In order to be considered independent for purposes of Rule 10A-3, a member of an audit
committee of a listed company may not, other than in his or her capacity as a member of the audit committee, the Board, or any other board committee: (i) accept, directly or indirectly, any consulting, advisory, or other compensatory fee from
the listed company or any of its subsidiaries or (ii) be an affiliated person of the listed company or any of its subsidiaries. In determining independence of a member of the compensation committee, the following factors must be considered
pursuant to Rule 10C-1: (i) the source of compensation of the director, including any consulting, advisory or other compensatory fee paid by the issuer to such director and (ii) whether the director is affiliated with the issuer, a subsidiary
of the issuer or an affiliate of a subsidiary of the issuer
Pursuant to our governing documents, our Board will always consist of at least a
majority of independent directors and all directors serving on our standing committees will also be independent. Our Board has evaluated information requested from and provided by each director and director nominee concerning his or her
background, employment, and affiliations, including family relationships, and reviewed the materiality of any relationship that each of our directors has with the Trust or the Company, either directly or indirectly.
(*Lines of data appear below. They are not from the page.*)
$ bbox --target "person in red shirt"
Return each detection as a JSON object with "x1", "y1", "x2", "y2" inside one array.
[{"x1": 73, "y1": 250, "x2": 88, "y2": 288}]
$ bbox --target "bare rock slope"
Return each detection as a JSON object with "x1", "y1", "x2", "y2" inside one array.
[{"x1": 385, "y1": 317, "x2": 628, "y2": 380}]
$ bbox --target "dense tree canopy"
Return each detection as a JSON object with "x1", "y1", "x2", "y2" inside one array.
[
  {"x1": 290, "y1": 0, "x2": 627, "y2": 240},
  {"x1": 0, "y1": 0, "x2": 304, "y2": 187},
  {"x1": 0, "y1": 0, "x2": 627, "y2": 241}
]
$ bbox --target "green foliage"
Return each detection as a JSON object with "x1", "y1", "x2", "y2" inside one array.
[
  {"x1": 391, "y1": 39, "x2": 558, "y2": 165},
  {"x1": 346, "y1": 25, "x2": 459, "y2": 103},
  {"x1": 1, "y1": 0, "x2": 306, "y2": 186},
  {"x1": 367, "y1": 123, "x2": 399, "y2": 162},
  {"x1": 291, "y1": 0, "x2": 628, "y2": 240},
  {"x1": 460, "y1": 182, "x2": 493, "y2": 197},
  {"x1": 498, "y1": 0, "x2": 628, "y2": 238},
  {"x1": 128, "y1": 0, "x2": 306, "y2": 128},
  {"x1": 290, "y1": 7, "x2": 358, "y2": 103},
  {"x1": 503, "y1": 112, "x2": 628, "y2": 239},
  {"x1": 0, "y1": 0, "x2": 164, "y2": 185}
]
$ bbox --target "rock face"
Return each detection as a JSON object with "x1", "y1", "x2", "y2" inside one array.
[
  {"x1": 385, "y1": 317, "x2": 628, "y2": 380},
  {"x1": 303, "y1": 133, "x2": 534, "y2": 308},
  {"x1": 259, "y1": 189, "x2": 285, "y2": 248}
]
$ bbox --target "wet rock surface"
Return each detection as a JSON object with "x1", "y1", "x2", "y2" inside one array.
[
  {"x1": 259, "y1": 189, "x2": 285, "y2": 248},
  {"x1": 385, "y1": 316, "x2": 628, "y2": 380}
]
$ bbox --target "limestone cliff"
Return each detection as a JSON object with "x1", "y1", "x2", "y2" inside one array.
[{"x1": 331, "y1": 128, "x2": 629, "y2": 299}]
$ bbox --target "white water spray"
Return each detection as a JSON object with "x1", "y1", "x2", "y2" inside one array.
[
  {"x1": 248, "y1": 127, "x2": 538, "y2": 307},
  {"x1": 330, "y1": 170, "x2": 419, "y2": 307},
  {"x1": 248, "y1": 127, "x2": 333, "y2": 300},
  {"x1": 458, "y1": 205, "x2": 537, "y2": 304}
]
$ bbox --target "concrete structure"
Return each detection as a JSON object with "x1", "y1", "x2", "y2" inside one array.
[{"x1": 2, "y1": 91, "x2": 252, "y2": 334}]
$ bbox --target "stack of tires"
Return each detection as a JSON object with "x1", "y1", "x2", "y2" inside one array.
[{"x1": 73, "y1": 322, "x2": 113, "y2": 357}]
Based on this review, the
Board has determined that the following directors and director nominees are “independent directors” as defined by the NYSE: Messrs. Bhathal, Bottiglieri, Burns, Edwards and Enterline, and Mses. Mahon, McCoy (who is not standing for re-election)
and Ms. Shaffer. Our Board has also determined that those directors who serve on our audit committee, compensation committee and nominating and corporate governance committee, as well as Ms. Mahon, the director nominee who is expected to serve
on our nominating and corporate governance committee if elected by our shareholders, satisfy the independence standards for those committees established by the rules of the NYSE and the applicable SEC rules.